Cardiothoracic Transplantation Laboratory
50 YEARS OF SURGERY INNOVATIONS AND RESEARCH

The Cardiothoracic Transplantation Laboratory at Stanford Medical School was founded in the early 1960's by transplantation pioneer Dr. Norman E. Shumway to develop and refine the orthotopic cardiac transplant model. Innovative thinking, skillful application of surgical technique, as well as dedication and perseverance towards achieving difficult goals, have been a trademark of this laboratory since its inception. From the first long-term surviving cardiac transplant performed by Dr. Shumway's Stanford team in 1968 to the development of new immunosuppressive agents in the 1970's, the first successful heart-lung transplant in 1981, and the ongoing development of cutting-edge technology including gene therapy and stem-cell models, the Stanford Cardiothoracic Transplantation Laboratory has remained one of the world's pre-eminent labs in the increasingly complex and dynamic field of cardiothoracic organ transplantation and transplant immunology.
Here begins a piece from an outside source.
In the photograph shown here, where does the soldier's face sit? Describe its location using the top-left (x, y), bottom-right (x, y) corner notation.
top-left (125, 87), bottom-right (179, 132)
The transplant laboratory has offered first-rate surgical and academic training to hundreds of young residents, medical students, and scientists over the past four decades, including many internationally recognized leaders in the field. After Dr. Shumway and Dr. Richard Lower, assisted by veterinarian Raymond Stofer, developed the working canine cardiac transplant model that led to the first clinical transplant at Stanford in 1968, Dr. Edward Stinson joined the research team and subsequently became a technically gifted and medically brilliant transplant surgeon who helped guide the fledgling transplant program at Stanford through its early years. In the early 1970's, Drs. Philip Oyer, Philip Caves, and Randall Griepp rotated through the lab before completing surgical training and becoming prominent transplant surgeons in their own right. Dr. Caves' invention of the cardiac bioptome in the laboratory brought a vitally important technique, still regarded as the "gold standard" for evaluating rejection, into the clinical world.